A This album was a three year process. With the pandemic and the passing of my father, and any time your child is sick, the things that matter matter. And when a parent dies, it's like this suitcase that you're going to unpack for the rest of your life, which also makes you really think about, who am I and what do I want to be and what's stopping me from that? Then, what are my priorities? My priority is to live an authentic human experience and be completely transparent about it and to love and cuddle with my children for as long as they will let me.
Q You named the album — and a song — “Trustfall.” What do you believe in in your life right now?

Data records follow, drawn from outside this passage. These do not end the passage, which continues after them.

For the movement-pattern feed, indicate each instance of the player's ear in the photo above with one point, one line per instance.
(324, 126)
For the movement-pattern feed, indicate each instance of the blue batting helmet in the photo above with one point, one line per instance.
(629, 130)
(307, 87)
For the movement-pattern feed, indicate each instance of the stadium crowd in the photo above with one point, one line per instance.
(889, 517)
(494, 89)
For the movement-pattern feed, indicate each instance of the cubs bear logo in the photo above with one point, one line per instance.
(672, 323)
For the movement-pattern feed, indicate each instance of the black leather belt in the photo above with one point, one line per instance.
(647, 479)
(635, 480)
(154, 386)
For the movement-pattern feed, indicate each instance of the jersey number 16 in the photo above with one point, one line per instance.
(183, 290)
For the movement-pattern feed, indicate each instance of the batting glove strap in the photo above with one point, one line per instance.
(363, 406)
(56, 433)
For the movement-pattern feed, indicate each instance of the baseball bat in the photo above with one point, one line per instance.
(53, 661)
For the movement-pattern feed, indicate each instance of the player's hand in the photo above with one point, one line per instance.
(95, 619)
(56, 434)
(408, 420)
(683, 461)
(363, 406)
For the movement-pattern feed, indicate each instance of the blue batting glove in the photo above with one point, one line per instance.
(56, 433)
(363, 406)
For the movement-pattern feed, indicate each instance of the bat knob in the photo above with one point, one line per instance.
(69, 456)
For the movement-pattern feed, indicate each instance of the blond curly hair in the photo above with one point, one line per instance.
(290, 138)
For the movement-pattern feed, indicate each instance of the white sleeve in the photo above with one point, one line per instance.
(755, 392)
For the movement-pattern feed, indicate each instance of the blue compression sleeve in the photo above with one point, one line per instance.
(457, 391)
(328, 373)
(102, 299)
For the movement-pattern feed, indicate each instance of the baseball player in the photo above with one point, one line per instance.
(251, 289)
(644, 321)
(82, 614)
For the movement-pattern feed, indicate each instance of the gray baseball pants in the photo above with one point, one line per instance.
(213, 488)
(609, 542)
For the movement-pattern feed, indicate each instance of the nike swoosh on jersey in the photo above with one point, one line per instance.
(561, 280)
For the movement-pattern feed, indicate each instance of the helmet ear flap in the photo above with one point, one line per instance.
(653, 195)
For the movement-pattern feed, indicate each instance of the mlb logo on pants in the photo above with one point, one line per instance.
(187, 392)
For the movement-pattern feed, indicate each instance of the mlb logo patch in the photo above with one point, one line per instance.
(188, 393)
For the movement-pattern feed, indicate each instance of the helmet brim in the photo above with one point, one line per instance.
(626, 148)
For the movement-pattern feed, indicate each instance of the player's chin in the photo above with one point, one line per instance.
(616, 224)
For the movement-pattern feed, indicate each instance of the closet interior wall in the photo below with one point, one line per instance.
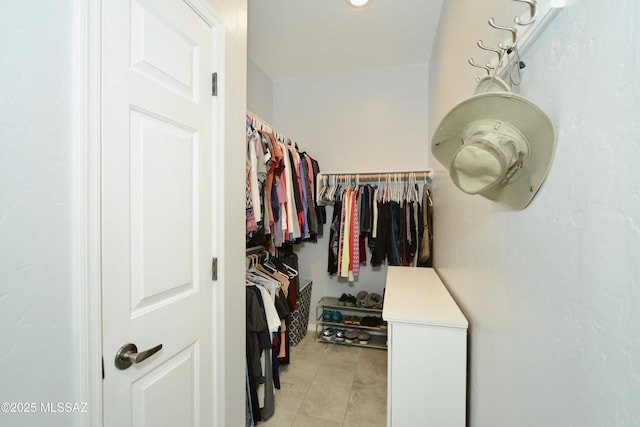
(369, 120)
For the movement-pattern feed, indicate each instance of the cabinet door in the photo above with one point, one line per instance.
(427, 375)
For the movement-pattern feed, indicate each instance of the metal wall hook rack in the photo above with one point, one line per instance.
(528, 28)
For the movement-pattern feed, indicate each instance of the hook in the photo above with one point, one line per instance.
(513, 31)
(499, 52)
(533, 6)
(484, 67)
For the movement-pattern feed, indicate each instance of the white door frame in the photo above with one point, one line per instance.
(86, 173)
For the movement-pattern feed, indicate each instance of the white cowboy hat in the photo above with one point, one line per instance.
(497, 144)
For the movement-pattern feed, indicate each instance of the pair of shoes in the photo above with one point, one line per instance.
(328, 334)
(361, 298)
(374, 300)
(364, 337)
(369, 300)
(347, 300)
(350, 336)
(351, 320)
(331, 316)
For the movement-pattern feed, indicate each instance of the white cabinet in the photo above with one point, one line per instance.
(427, 351)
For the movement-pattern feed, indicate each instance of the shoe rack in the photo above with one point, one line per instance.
(349, 318)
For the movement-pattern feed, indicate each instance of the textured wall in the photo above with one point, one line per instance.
(551, 292)
(36, 294)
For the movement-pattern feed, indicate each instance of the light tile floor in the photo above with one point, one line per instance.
(328, 385)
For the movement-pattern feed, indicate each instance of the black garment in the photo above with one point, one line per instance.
(312, 219)
(256, 324)
(382, 242)
(321, 212)
(296, 187)
(395, 253)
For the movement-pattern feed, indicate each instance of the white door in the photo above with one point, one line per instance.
(157, 195)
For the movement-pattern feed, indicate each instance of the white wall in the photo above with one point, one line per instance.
(36, 275)
(551, 292)
(40, 347)
(230, 379)
(368, 121)
(259, 92)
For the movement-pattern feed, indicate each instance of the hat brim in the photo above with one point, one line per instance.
(534, 124)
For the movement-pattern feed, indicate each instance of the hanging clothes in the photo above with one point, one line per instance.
(389, 217)
(281, 184)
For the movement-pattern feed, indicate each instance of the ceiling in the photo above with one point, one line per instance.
(291, 39)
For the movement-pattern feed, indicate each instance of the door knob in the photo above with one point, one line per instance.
(128, 355)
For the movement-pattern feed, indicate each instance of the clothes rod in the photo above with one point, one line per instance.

A Leaving the house, taking the kids to school, going to work, going to the movies, going to the mall, voting in elections, having opinions, having a vagina. It all feels like it takes so much trust and I feel like we're falling backwards and we don't know when the ground will come. Trust is life for me. I just celebrated my 17th wedding anniversary, which are not the words I ever thought would leave my lips.
Q Instead, talk about “Hate Me.” Was it directed at someone in particular?
A Oh come on! I just said I'm married. (Laugh)
Q Did you write it after a really bad fight?
A Yes, that's bad. “Hate Me” is kind of a girl experience for me. This would be a polarizing statement, but men tend to demonize women and it's usually the women who take care of them and take most of their (nonsense). I feel like my father does that to me and sometimes my husband does that to me and I won't support him. I will not be the villain in your story. You won't be a victim around me. You will be responsible for your life and your choices and I will be responsible for mine. Can you tell I feel things really deep? (Laugh). Can you imagine being my husband?
Q What was his reaction to the song?
A That night I played the song for him. We weren't even talking and she giggled and said, “You're welcome.”